Result: corporations, government licensed creatures, now have become the government, by using their wealth to "unfairly influence elections." This lead to the first stirrings of unrest in the civil populous, most notably the 'Occupy Wall Street' demonstrations, citing no faith in their elected officials because of the undue power wielded by corporations and special interest groups to influence law makers.
Now, protected by the very institutions that had been in place to protect people, citizens of the United States are denied at least two of the traditional corner stones of a democracy. Those foundations stones being the Ballot and Jury box.
Timeline:
-Tillman Act of 1907, banned corporate political contributions to national campaigns.
-Federal Election Campaign Act of 1971, landmark campaign financing legislation.

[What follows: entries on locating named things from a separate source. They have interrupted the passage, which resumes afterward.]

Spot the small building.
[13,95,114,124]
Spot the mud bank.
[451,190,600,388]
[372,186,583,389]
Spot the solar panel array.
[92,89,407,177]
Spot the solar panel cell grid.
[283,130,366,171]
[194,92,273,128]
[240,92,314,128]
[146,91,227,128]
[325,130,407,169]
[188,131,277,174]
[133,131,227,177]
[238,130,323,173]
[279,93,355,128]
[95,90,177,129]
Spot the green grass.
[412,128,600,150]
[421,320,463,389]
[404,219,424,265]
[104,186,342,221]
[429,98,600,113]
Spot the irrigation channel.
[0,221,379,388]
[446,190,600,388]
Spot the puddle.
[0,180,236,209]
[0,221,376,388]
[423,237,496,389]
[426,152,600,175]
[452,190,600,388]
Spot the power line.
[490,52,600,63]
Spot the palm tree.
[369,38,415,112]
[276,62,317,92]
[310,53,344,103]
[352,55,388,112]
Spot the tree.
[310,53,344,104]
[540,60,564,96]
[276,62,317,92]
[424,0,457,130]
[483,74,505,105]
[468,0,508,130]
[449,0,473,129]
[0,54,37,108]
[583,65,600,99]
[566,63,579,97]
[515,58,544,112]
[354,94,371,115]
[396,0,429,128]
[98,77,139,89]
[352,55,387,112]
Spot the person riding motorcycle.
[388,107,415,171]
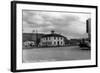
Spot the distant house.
[39,31,67,46]
[70,39,82,45]
[22,33,44,45]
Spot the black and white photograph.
[22,10,91,63]
[11,1,97,72]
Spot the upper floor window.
[54,37,56,39]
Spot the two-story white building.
[39,31,66,46]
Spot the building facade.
[39,31,66,46]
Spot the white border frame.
[13,4,96,70]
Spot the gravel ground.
[23,46,91,63]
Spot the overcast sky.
[23,10,90,39]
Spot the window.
[54,37,56,39]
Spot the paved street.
[23,46,91,63]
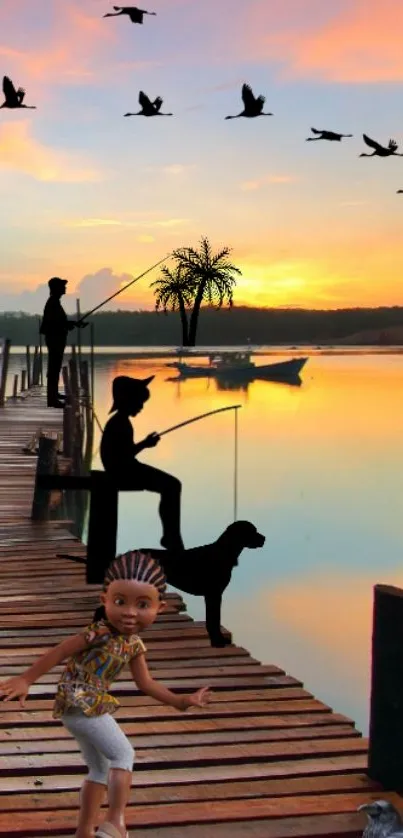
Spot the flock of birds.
[0,6,403,194]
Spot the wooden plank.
[0,754,366,794]
[0,791,403,835]
[0,724,361,758]
[1,774,379,812]
[0,713,359,744]
[0,736,368,776]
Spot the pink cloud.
[0,119,102,183]
[0,0,117,87]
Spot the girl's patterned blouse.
[52,619,147,719]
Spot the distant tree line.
[0,305,403,346]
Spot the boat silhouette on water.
[167,352,308,381]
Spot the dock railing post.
[62,366,73,457]
[31,436,57,521]
[0,338,11,407]
[368,585,403,790]
[86,471,119,585]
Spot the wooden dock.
[0,388,403,838]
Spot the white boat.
[170,352,308,380]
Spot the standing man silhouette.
[40,276,88,407]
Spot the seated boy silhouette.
[100,375,184,551]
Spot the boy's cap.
[109,375,155,413]
[48,276,68,291]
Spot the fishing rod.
[89,404,242,456]
[77,253,172,326]
[158,404,242,436]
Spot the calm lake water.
[8,347,403,735]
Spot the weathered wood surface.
[0,389,403,838]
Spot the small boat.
[170,352,308,380]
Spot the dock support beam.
[368,585,403,790]
[86,471,118,585]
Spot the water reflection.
[165,375,302,393]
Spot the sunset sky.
[0,0,403,312]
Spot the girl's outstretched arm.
[129,654,210,710]
[0,633,88,706]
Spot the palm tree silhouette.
[150,264,194,346]
[102,6,157,23]
[172,236,242,346]
[358,134,403,157]
[123,90,173,116]
[225,84,273,119]
[306,128,353,143]
[0,76,36,110]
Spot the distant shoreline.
[7,343,403,360]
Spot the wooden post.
[90,323,95,406]
[368,585,403,791]
[31,436,57,521]
[26,346,32,390]
[38,317,43,387]
[76,297,82,386]
[86,471,119,585]
[62,367,73,457]
[0,338,11,407]
[81,361,94,469]
[69,345,79,399]
[32,346,39,387]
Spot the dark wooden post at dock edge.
[31,436,57,521]
[368,585,403,791]
[35,472,143,585]
[0,338,11,407]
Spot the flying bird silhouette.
[306,128,353,143]
[103,6,157,23]
[357,800,403,838]
[358,134,403,157]
[225,84,273,119]
[124,90,173,116]
[0,76,36,110]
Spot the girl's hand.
[0,675,29,707]
[143,431,161,448]
[184,687,211,709]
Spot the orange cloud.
[240,175,298,192]
[0,120,102,183]
[248,0,403,83]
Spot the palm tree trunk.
[189,280,206,346]
[179,294,189,346]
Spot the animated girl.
[0,551,210,838]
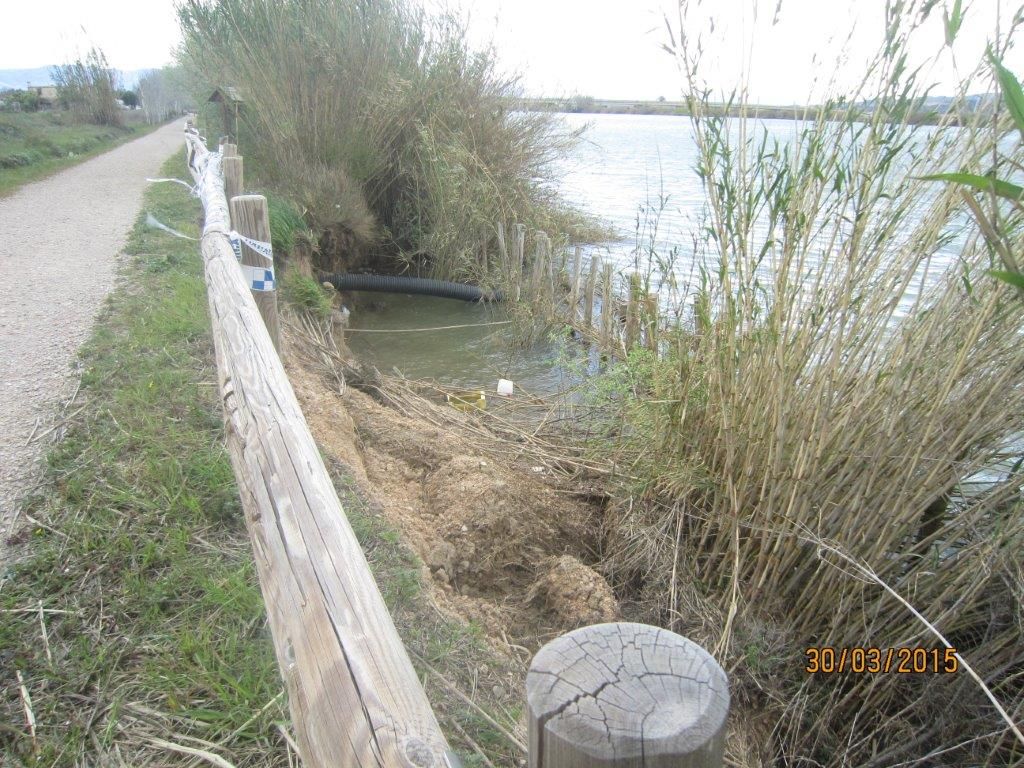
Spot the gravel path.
[0,121,185,548]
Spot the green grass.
[0,158,519,766]
[0,112,158,197]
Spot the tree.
[136,67,194,123]
[51,48,122,125]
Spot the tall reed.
[593,0,1024,766]
[180,0,589,280]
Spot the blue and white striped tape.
[240,264,278,291]
[227,229,278,291]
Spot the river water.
[348,115,951,393]
[347,115,708,393]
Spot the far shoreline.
[517,96,974,126]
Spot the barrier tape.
[227,229,273,263]
[146,178,199,198]
[241,264,276,291]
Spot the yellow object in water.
[444,389,487,411]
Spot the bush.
[180,0,589,279]
[52,48,124,126]
[585,1,1024,766]
[281,269,333,319]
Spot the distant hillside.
[0,67,153,90]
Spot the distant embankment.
[518,96,974,125]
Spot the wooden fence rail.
[186,126,458,768]
[185,118,729,768]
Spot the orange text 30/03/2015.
[804,645,959,675]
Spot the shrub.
[281,269,333,319]
[180,0,589,279]
[52,48,123,126]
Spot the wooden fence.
[185,125,728,768]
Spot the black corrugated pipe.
[318,272,505,301]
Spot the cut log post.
[601,263,615,353]
[221,155,246,217]
[187,133,459,768]
[526,623,729,768]
[230,195,281,351]
[583,256,601,334]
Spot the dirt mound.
[288,359,618,657]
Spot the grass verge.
[0,157,518,766]
[0,112,159,197]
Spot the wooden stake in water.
[230,195,281,351]
[583,256,601,334]
[644,293,662,357]
[624,272,643,351]
[512,224,526,301]
[569,246,583,326]
[601,264,615,352]
[526,623,729,768]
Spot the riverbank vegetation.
[569,1,1024,766]
[180,0,593,281]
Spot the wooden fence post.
[221,156,245,210]
[230,195,281,352]
[526,623,729,768]
[186,132,460,768]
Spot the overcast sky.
[0,0,1024,103]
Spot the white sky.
[0,0,1024,103]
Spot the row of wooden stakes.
[495,222,660,356]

-Buckley v. Valeo (1976) upheld limits on campaign contributions, but held that spending money to influence elections is protected speech as in the first amendment.
-First National Bank of Boston v. Bellotti (1978) upheld the rights of corporations to spend money in non-candidate elections (i.e. ballot initiatives and referendums).
-Austin v. Michigan Chamber of Commerce (1990) upheld the right of the state of Michigan to prohibit corporations from using money from their corporate treasuries to support or oppose candidates in elections, noting that "[c]orporate wealth can unfairly influence elections."
-Bipartisan Campaign Reform Act of 2002 (McCain–Feingold), banned corporate funding of issue advocacy ads that mentioned candidates close to an election.
-McConnell v. Federal Election Commission (2003), substantially upheld McCain–Feingold.
-Federal Election Commission v. Wisconsin Right to Life, Inc. (2007) weakened McCain–Feingold, but upheld core of McConnell.
-Citizens United v. Federal Election Commission (2010) the Supreme Court of the United States held that corporate funding of independent political broadcasts in candidate elections cannot be limited under the First Amendment, overruling Austin (1990) and partly overruling McConnell (2003).